News and reports

The day that Renoir came to Blanchelande

“To my mind, a picture should be something pleasant, cheerful, and pretty, yes pretty! There are too many unpleasant things in life as it is without creating still more of them.” - Renoir

Today (Friday 4 June 2021), as part of the Juniors' enrichment day (owed to them after the wind so rudely deprived them of their second day in Herm), we had the immense privilege of exhibiting a world-class work of art at Blanchelande when David Ummels brought in the spectacular painting by Renoir of Muelin Huet that was acquired by Art for Guernsey last year. Renoir's sequence of Guernsey paintings (from his visit to the island in 1883) are credited as a turning point in his career and technique, as he began to combine portraiture with landscapes.

The magnetic power of Rochers de Guernesey avec personnages (plage à Guernesey) was even evident in the Year 2 children who were not originally scheduled to see the painting. It was too exciting an opportunity for them to miss.

Mr Ummels and Mr Pettitt remarked on our pupils great curiosity and capacity for an ongoing stream of questions. Not surprisingly, the older students were interested in the price tag, though they will have to research that independently as Mr Ummels was not giving away that secret.

After questions, Juniors were keen to get up close to a world class painting and have more details from picked out by Mr Ummels.

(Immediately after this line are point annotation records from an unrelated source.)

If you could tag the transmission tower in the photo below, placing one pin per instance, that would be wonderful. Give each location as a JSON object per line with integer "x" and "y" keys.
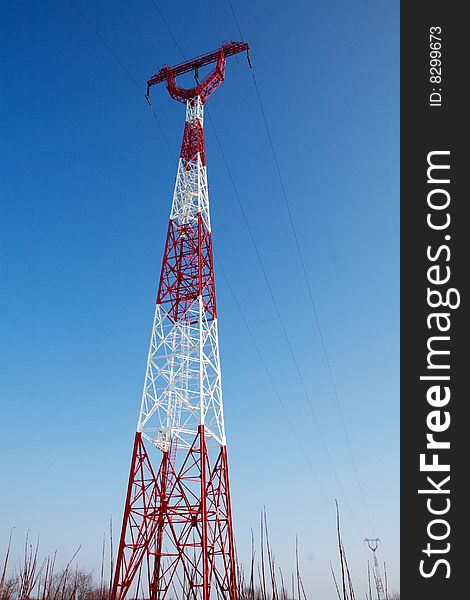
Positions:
{"x": 373, "y": 544}
{"x": 177, "y": 537}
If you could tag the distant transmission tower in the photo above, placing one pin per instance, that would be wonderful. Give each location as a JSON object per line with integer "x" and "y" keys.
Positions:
{"x": 177, "y": 537}
{"x": 373, "y": 544}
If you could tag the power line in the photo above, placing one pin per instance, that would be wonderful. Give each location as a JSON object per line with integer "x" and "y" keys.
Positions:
{"x": 289, "y": 344}
{"x": 304, "y": 270}
{"x": 124, "y": 69}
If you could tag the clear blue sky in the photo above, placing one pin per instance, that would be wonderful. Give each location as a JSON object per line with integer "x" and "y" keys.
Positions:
{"x": 86, "y": 186}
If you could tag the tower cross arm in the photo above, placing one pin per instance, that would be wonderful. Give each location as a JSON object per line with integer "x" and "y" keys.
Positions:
{"x": 218, "y": 56}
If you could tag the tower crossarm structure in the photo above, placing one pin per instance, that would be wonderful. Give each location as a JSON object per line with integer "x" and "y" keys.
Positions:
{"x": 177, "y": 536}
{"x": 373, "y": 544}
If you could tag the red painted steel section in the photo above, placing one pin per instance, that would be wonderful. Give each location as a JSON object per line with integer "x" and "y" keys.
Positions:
{"x": 193, "y": 143}
{"x": 210, "y": 83}
{"x": 187, "y": 271}
{"x": 177, "y": 531}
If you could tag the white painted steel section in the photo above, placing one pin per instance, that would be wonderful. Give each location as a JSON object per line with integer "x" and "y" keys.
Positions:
{"x": 183, "y": 386}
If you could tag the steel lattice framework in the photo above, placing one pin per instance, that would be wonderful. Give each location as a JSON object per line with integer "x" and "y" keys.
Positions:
{"x": 177, "y": 537}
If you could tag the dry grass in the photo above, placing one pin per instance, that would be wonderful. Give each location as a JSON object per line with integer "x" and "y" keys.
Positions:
{"x": 32, "y": 579}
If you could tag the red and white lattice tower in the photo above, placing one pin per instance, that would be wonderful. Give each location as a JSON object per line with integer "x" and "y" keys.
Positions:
{"x": 177, "y": 537}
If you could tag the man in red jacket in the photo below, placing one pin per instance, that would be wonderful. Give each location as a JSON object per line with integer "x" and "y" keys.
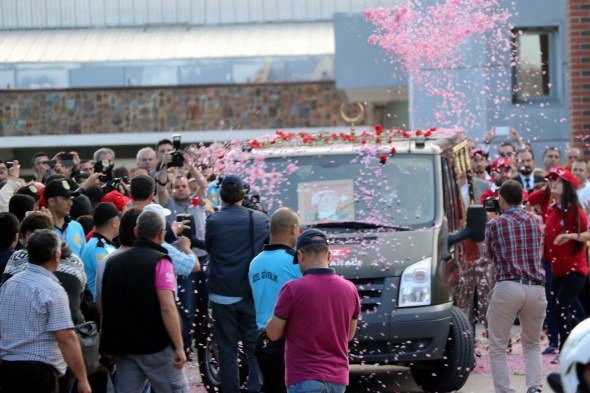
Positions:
{"x": 500, "y": 170}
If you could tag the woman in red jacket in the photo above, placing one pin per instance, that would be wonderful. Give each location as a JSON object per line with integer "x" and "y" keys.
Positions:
{"x": 568, "y": 260}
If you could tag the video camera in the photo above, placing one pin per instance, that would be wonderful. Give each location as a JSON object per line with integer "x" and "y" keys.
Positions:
{"x": 110, "y": 183}
{"x": 252, "y": 201}
{"x": 51, "y": 163}
{"x": 492, "y": 205}
{"x": 177, "y": 154}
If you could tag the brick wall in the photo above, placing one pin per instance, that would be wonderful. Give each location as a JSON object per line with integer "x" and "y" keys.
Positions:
{"x": 125, "y": 110}
{"x": 579, "y": 64}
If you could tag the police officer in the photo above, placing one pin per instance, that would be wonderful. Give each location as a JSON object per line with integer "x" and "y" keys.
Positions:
{"x": 106, "y": 221}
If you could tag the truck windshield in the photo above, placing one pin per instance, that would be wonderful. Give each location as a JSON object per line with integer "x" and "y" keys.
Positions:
{"x": 331, "y": 189}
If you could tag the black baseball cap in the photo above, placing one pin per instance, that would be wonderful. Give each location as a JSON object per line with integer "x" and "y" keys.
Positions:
{"x": 307, "y": 238}
{"x": 103, "y": 213}
{"x": 59, "y": 187}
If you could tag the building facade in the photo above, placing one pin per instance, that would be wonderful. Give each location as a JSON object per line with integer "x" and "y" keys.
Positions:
{"x": 74, "y": 72}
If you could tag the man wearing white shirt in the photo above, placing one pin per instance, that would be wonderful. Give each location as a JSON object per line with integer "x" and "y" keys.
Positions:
{"x": 526, "y": 177}
{"x": 580, "y": 170}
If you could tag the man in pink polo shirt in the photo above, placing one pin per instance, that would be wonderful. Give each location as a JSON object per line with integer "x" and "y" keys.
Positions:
{"x": 318, "y": 315}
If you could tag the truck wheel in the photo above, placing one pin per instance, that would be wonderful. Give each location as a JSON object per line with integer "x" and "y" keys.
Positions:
{"x": 208, "y": 360}
{"x": 451, "y": 372}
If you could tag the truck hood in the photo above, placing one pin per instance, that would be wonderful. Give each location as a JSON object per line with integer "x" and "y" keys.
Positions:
{"x": 379, "y": 254}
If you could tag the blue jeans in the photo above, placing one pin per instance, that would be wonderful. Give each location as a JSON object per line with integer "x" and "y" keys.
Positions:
{"x": 232, "y": 323}
{"x": 550, "y": 320}
{"x": 186, "y": 307}
{"x": 313, "y": 386}
{"x": 565, "y": 291}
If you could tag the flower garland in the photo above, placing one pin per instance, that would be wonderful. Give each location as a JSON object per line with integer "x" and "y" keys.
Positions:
{"x": 292, "y": 139}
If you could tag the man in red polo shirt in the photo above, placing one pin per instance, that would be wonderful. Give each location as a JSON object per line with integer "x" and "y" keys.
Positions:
{"x": 500, "y": 170}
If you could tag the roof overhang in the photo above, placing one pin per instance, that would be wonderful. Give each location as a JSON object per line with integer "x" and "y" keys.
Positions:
{"x": 166, "y": 43}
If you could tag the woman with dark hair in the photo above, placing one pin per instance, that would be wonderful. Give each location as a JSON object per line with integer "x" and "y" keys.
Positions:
{"x": 568, "y": 260}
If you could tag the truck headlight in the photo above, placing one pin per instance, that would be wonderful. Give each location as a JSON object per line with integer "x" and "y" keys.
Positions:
{"x": 415, "y": 286}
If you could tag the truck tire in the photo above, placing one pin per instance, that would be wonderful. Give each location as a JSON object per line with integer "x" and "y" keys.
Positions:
{"x": 208, "y": 360}
{"x": 451, "y": 372}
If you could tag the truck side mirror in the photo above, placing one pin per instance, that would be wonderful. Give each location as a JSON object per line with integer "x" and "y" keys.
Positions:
{"x": 475, "y": 228}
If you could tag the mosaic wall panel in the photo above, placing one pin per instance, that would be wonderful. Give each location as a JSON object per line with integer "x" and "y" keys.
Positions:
{"x": 169, "y": 109}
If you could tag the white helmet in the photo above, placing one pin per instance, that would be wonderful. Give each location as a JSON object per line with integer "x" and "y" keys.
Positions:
{"x": 576, "y": 351}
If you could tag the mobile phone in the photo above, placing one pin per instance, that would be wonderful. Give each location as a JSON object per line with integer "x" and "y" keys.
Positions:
{"x": 501, "y": 131}
{"x": 183, "y": 217}
{"x": 67, "y": 159}
{"x": 51, "y": 163}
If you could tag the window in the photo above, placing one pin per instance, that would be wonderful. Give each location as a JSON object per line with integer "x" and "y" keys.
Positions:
{"x": 533, "y": 64}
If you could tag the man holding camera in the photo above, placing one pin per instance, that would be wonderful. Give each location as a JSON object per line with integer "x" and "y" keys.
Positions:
{"x": 181, "y": 206}
{"x": 501, "y": 171}
{"x": 233, "y": 237}
{"x": 58, "y": 196}
{"x": 514, "y": 241}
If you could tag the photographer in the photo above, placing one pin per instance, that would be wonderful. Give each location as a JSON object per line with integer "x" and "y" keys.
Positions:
{"x": 181, "y": 205}
{"x": 233, "y": 237}
{"x": 514, "y": 241}
{"x": 11, "y": 185}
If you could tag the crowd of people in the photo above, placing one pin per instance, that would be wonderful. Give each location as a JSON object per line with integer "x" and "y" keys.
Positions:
{"x": 537, "y": 241}
{"x": 145, "y": 252}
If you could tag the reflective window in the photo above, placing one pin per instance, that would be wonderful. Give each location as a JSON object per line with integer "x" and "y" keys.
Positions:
{"x": 341, "y": 188}
{"x": 532, "y": 64}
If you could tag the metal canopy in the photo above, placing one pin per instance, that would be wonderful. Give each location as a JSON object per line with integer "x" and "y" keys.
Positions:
{"x": 166, "y": 43}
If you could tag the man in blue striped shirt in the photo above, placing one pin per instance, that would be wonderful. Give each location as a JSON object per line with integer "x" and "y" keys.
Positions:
{"x": 37, "y": 338}
{"x": 514, "y": 241}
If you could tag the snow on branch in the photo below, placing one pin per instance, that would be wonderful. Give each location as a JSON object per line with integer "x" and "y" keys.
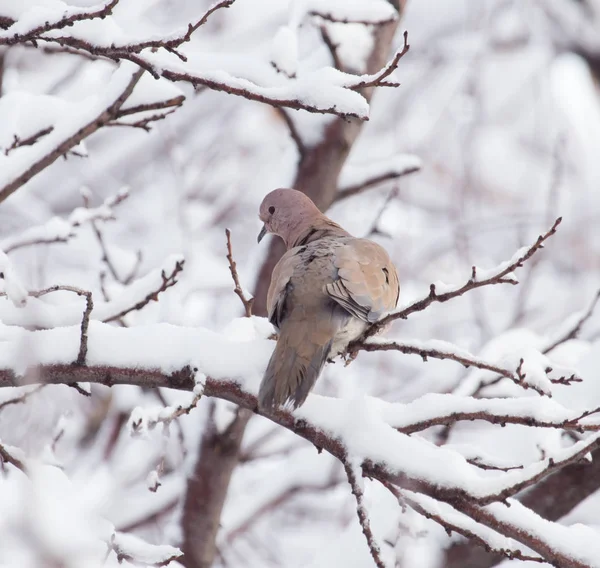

Hungry for culture, senior students having a break between internal exams popped in to see what the fuss was about. Just having one picture to focus on for a few minutes worked brilliantly.

After their encounter with the Renoir masterpiece, the Junior pupils took their inspiration straight on to our playing fields where they created their own Guernsey landscapes, capturing the beautiful view of the Fauxquets Valley from our College grounds.

An immensely enjoyable and enriching day that proves that, even in our digital world, an oil-on-canvas masterpiece can still enthral audiences of all ages and make a school day extraordinary.